According to the press release, inmates should be provided with adequate, balanced and healthy nutrition; the files of sick prisoners who have applied for postponement of the execution of their sentences for health reasons pursuant to Article 16 of the Law on the Execution of Sentences should quickly be reviewed, and those prisoners should be provided opportunities for treatment outside the prison; prisons should have an adequate number of health personnel on staff; and all inmates, prison personnel and relatives of prisoners who show symptoms of the coronavirus should immediately be tested.

 

Turkey’s health institutions and human rights organizations held a joint press conference on March 16, 2020

 

In an interview with the Medyascope news website, Gergerlioğlu underlined the fact that there are around 300,000 people in Turkey’s prisons, a number far above the country’s prison capacity, and that the problem of overcrowding in prison had previously led to a scabies outbreak.

“Sick and elderly inmates as well as pregnant women and mothers should be evacuated as a priority. We have seen overcrowded prison wards during our visits. There was mold and humidity. People could not even breathe,” he stated. He also pointed to imprisoned cancer patients, whose immune systems have presumably been weakened by their condition.

“It does not seem possible for prison administrations to manage such a crisis under these circumstances,” he also tweeted on March 16, adding: “You are taking drastic measures for the general population, but not for the prisons. This is a grievous wrongdoing! You cannot leave these people alone behind bars with a deadly disease.”

Despite the aforementioned developments, Justice Minister Abdülhamit Gül claimed that no inmate has thus far tested positive for the coronavirus and that meetings with lawyers have been restricted as part of measures to contain the epidemic. Yet, according to lawyers and human rights defenders, this measure is not enough to prevent the spread of the coronavirus to prisons and detention centers. There are currently 11,000 women and around 800 children in Turkish prisons and holding facilities.

Criminal law expert Professor Adem Sözüer indicated that judicial supervision mechanisms such as the requirement to regularly report to a local police station and a ban on travel abroad should be used more effectively as a preventive measure, saying: “Being essentially a political process requiring the enactment of new laws, legislation to reduce sentences and to regulate their execution would take time. Yet, the use of judicial supervision is left to the discretion of judges and prosecutors who can quickly put it into effect,” urging judges to opt for conditional release instead of incarceration.

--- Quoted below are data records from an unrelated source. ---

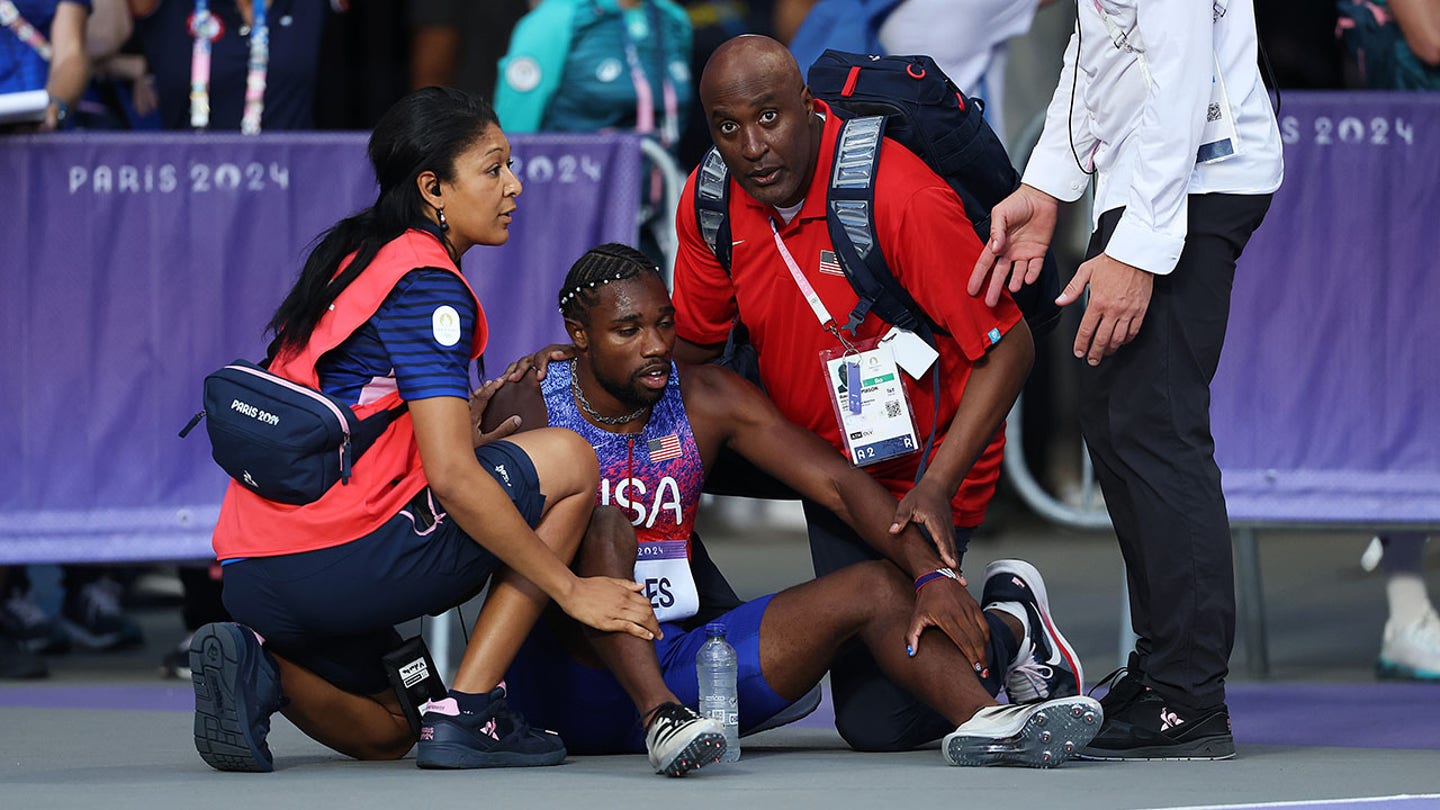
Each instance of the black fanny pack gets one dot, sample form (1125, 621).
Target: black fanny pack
(281, 440)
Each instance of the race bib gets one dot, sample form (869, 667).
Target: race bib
(1218, 140)
(663, 567)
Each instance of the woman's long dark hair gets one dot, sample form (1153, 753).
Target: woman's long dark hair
(426, 130)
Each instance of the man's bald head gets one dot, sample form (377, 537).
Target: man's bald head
(762, 118)
(753, 65)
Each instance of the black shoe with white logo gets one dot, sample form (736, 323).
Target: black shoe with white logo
(1151, 728)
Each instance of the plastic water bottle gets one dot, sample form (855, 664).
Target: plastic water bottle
(717, 668)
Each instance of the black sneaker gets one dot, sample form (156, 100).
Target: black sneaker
(491, 738)
(30, 627)
(236, 689)
(176, 663)
(1038, 735)
(680, 741)
(1148, 728)
(1122, 686)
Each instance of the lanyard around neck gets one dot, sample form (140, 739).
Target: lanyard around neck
(22, 28)
(808, 290)
(206, 29)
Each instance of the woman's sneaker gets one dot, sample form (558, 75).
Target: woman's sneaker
(1038, 735)
(493, 737)
(1046, 665)
(236, 689)
(678, 740)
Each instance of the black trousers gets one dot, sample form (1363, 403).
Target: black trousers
(1145, 418)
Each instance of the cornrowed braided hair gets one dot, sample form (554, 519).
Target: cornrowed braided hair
(596, 268)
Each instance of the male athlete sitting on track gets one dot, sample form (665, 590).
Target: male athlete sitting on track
(655, 430)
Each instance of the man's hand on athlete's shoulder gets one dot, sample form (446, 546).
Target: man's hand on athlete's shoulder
(539, 362)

According to Nesrin Nas, former leader of the Motherland Party (Anavatan), the restriction of meetings with lawyers cannot be a solution. “Prisons are at great risk. Restricting meetings with lawyers is not a solution. There is no water in many prisons. Wards are full to the brim. Inmates are not exposed to sunshine and they are malnourished. At the very least, political prisoners and children should be released. Should the outbreak spread to prisons, it will be transformed into a mass slaughter.”